While working this project (on the left) I was working in a Michaels store as a demo for an upcoming knitting class. While the pattern is easy enough, it becomes difficult when you have to start and stop and answer questions for customers walking by.

The solution: I made index cards out of each pattern row. Since there were only four rows it wasn't a big deal. I numbered each card (really just a scrap of paper) with it's row number in case a curious child decided to shuffle them or a breeze knocked them off the table. Also on the card was each pattern row written out.

While knitting I would knit the first index card. After I finished that row, I would flip the stack to the next card. After finishing that row, I'd flip the deck to the next...and so on. So now customers could ask a bunch of questions and I wouldn't get lost. Some even asked about the card flipping!
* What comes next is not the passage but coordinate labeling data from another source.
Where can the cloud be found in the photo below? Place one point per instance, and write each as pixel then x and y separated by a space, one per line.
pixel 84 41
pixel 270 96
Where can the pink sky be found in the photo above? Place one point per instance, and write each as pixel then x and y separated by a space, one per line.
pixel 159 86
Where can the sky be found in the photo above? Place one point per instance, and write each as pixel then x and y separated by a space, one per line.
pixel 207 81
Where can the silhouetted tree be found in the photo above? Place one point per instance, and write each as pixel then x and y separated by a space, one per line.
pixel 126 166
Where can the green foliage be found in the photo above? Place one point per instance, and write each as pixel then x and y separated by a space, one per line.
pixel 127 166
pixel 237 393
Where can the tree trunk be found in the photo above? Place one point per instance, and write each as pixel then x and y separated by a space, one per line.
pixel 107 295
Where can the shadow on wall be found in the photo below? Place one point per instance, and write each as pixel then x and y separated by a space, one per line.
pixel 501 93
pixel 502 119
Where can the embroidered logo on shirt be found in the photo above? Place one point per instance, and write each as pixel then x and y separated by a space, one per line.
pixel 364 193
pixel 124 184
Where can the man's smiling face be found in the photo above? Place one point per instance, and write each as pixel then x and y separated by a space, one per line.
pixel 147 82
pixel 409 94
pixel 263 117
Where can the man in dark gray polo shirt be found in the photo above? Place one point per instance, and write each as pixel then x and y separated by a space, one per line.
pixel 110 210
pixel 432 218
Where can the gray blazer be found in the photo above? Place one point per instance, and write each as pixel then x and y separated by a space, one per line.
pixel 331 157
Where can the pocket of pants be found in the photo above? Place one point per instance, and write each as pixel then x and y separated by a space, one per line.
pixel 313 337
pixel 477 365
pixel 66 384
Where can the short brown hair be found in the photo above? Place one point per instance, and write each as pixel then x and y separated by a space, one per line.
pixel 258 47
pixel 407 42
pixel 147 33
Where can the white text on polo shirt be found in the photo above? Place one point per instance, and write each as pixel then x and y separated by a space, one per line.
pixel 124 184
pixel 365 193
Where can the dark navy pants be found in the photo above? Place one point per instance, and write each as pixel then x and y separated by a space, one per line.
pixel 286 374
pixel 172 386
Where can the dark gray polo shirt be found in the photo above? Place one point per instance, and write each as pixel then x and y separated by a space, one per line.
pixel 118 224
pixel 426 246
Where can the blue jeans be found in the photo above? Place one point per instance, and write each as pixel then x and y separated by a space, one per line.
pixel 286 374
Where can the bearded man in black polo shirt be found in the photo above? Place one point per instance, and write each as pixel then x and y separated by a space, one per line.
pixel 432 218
Another trick I use is "rewriting" or "rechunking" (as I like to think of it) the pattern repeats in order to make it more easy to remember. In the same shawl pattern pictured above I rewrote the 2nd pattern row. It was correct in the pattern but hard for me to remember without reading and re-reading while I knit across.

As written, it goes *k1, yo, k2tog (repeat from *) or knit 1, yarn over, knit 2 together, repeat across the row. Since this same pattern has in the 4rth row basically the same thing without the k1 in between, I kept forgetting to k1 on this row. My shawl kept getting screwed up and I was getting frustrated.

So, I "rechunked" the pattern row to be: k1 *yo, k2tog, k1 (repeat from *).

Now, granted this may not work for everyone. When I knit I find there is always a natural pause in a pattern. In this pause I can look around, answer a question, take a drink...etc - without getting lost or have to recount stitches to find my place. I know where I stopped because it makes sense in my head. If the natural pause comes at the end of the pattern repeat as it's written...great! I can follow it no problem. Here, the natural pause in the pattern was after the k1 - which I kept forgetting. I moved the k1 to the end of the repeat and it stuck. I could knit the repeat and not get screwed up. As long as the "rechunked" repeat comes out the same as the old one, it'll work fine.

That's it for part 2. I hope some of this is of use and helpful 'cause there is one last post to go :)

With that, I'll leave you with a gratuitous picture of the cat. He doesn't make my blog enough and is oh so cute. Say hello Yakko!


  1. Wow - great tips. I look forward to any and all you send my/our way.
    A question about the shawl (killer, by the way), did you use the Patons Silverlash yarn specified? It looks like bubbles! I *must* make this. It wouldn't be too hard for someone new to the needles, would it? Or do you think modifying it for the Loom is a better idea?

  2. Hi "little old liz" :)

    I'm so glad you enjoy my tips! Sometimes I think I'm posting into a void since I get so few comments.

    As for the shawl pattern I made it exactly as the pattern says - same yarn, same dimensions, same fringing...etc. As I mentioned in the post, it was for a Michaels class so I had to go "by the book".

    It isn't bobbles. It's just a series of yarn overs that are staggered. Very easy first time lacy pattern! Give it a try!